Early Plumbing Systems
Since the development of great early civilizations, man has been aware of the need to have a system to dispose of waste and have free, convenient access to water. Therefore it is no surprise that one of the earliest plumbing systems were copper water pipes found by archaeologists in the palace ruins of the Indus River Valley in India around 4000 B.C.
Another great civilization, the Egyptians then took it a step further by using a copper pipe system to create elaborate bathrooms. The Egyptians also had intricate irrigation and sewage systems in 2500 B.C.
It was on the island of Crete, the need for freshwater prompted the inhabitants to build rainwater cisterns in 1500 B.C that allowed for the storage of rainwater until it was needed for drinking, washing, bathing and cooking. It was also on the island that archaeologists discovered the remains of a plumbing system that was at least 3000 years old at the ancient palace of Knossos. The plumbing system included a bathtub made out of hard pottery that looked similar to the shape of a cast-iron bathtub. There was also evidence of a water closet with a seat and crude flushing device, which dated to 1000 B.C.

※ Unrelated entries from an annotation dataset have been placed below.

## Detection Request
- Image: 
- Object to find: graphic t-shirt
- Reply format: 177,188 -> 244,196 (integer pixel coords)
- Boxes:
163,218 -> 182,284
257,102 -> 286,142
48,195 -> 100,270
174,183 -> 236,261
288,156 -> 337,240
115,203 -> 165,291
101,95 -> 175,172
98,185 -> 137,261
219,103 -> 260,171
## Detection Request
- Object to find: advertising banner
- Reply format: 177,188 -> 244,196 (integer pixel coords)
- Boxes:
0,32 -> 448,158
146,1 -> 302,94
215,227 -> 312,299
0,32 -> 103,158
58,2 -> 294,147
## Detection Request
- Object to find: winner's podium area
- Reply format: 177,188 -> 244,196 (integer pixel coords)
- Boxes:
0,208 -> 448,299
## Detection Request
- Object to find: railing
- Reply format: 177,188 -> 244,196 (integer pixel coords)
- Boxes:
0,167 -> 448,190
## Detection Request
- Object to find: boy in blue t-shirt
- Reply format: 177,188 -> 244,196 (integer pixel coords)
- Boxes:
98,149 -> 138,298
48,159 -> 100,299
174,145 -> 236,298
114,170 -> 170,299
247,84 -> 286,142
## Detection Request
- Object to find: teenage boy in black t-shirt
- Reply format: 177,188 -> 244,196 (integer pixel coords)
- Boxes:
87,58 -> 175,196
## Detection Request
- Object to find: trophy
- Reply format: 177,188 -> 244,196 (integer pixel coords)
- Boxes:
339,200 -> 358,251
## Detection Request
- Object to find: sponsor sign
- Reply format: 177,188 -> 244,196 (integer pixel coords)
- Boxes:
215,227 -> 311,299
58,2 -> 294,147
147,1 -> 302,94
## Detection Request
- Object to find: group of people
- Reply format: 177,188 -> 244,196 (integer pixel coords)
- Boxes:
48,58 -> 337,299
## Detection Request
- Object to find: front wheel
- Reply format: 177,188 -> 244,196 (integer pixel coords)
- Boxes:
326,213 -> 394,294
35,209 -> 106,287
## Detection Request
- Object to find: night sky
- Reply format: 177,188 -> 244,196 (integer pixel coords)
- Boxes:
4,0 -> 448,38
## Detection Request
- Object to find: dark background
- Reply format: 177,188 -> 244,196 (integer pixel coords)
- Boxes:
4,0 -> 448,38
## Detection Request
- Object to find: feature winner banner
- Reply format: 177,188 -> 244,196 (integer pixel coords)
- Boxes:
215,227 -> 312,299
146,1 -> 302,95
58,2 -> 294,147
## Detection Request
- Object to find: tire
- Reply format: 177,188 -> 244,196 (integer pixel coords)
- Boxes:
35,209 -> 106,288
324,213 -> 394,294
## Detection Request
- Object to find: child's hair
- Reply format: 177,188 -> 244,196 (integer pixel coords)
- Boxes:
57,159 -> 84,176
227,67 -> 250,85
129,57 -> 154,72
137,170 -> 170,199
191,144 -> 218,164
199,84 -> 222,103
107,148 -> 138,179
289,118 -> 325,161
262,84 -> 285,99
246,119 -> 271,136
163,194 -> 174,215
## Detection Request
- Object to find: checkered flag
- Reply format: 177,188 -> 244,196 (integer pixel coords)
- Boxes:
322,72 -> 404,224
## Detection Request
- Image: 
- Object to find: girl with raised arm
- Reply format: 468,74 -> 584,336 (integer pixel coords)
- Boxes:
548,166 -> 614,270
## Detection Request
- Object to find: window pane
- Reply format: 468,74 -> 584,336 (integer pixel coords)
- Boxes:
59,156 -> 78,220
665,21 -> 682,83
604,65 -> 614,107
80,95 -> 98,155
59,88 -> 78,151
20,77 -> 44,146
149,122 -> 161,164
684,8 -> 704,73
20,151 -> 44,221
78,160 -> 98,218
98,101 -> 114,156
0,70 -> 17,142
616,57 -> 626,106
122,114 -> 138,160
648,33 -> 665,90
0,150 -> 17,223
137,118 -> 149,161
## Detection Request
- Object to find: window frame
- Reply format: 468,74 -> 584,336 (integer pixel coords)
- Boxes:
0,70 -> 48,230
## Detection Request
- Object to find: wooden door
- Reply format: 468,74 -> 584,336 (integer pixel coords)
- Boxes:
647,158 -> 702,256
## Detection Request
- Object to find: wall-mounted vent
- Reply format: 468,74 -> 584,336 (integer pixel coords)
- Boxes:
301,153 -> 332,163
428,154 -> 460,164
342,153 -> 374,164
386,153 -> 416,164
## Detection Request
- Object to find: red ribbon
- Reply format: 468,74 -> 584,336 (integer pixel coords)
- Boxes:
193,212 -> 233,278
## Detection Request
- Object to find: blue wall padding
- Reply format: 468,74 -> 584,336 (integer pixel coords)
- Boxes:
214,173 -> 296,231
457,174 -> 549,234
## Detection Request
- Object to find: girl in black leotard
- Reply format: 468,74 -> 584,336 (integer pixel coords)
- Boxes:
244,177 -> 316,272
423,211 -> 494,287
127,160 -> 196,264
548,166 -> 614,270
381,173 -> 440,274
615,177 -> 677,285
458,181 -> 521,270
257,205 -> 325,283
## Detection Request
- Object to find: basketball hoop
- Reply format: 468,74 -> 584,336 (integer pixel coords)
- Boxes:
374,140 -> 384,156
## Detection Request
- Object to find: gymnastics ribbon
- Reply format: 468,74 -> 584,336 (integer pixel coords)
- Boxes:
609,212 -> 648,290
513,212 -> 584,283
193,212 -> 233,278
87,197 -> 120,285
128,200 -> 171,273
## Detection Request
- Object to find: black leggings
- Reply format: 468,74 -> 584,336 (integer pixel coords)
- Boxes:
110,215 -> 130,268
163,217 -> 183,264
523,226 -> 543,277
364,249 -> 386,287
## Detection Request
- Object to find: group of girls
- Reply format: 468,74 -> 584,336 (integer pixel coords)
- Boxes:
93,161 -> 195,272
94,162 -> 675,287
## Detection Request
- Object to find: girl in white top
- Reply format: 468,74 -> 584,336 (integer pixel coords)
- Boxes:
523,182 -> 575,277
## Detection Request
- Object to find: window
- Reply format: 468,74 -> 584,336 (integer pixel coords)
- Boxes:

However, the first known “flush toilets” or latrines date back to the Roman Empire. The Roman Empire developed aqueducts, underground sewer systems, public and private baths, lead and bronze water piping systems, and marble fixtures with gold and silver fittings. The Romans had the most advanced plumbing system in the world during 500 B.C to 455 A.D. They also utilized lead pipes that made great improvements to sanitary conditions.
The Beginnings of Modern Plumbing
After most of the great empires and civilizations were no longer around, in 1455 the first iron pipe was installed in Siegerland, Germany. German craftsmen had developed a method of building fires hot enough to melt iron, which was then poured it into castings to make hollow pipes.
The first flushing water closet was then invented in 1596 by Sir John Harington, godson to Queen Elizabeth I.By the 17th Century, most of the castles had privies, a toilet located in a small out building. However, the plumbing systems would just lead the waste out into the moat that surrounded the castle.
However, it was not long until plumbing became more common place, not only for royalty, but for a city full of common people. The first underground sewer was installed in 1728 as a response to the complaints health officials in New York were receiving about the smell of open sewers. The first public water main was also installed under New York streets in 1830. It was born out of the need for a readily available supply of water for fire fighting in the city. Drainage piping systems leading to these underground networks were installed into buildings between 1845 and 1850.
Since plumbing was becoming more and more common, it needed to be regulated, and thus The National Public Health Act was passed in 1848.
By the 1870s, private homes had their own water heaters. Engineers worked constantly to develop better designs and models, proving the Venting Theory, which prevented sewer gases from escaping fixture waste outlets. Manning Formula was invented in 1890, which allowed engineers to calculate flow in sloping drains.
By the 1900s, many countries had passed health and safety laws about plumbing systems, and the modern water closet had been invented by 1932.
Since then, plumbing, its development and maintenance, has become an important part of society; a part we truly can not live without.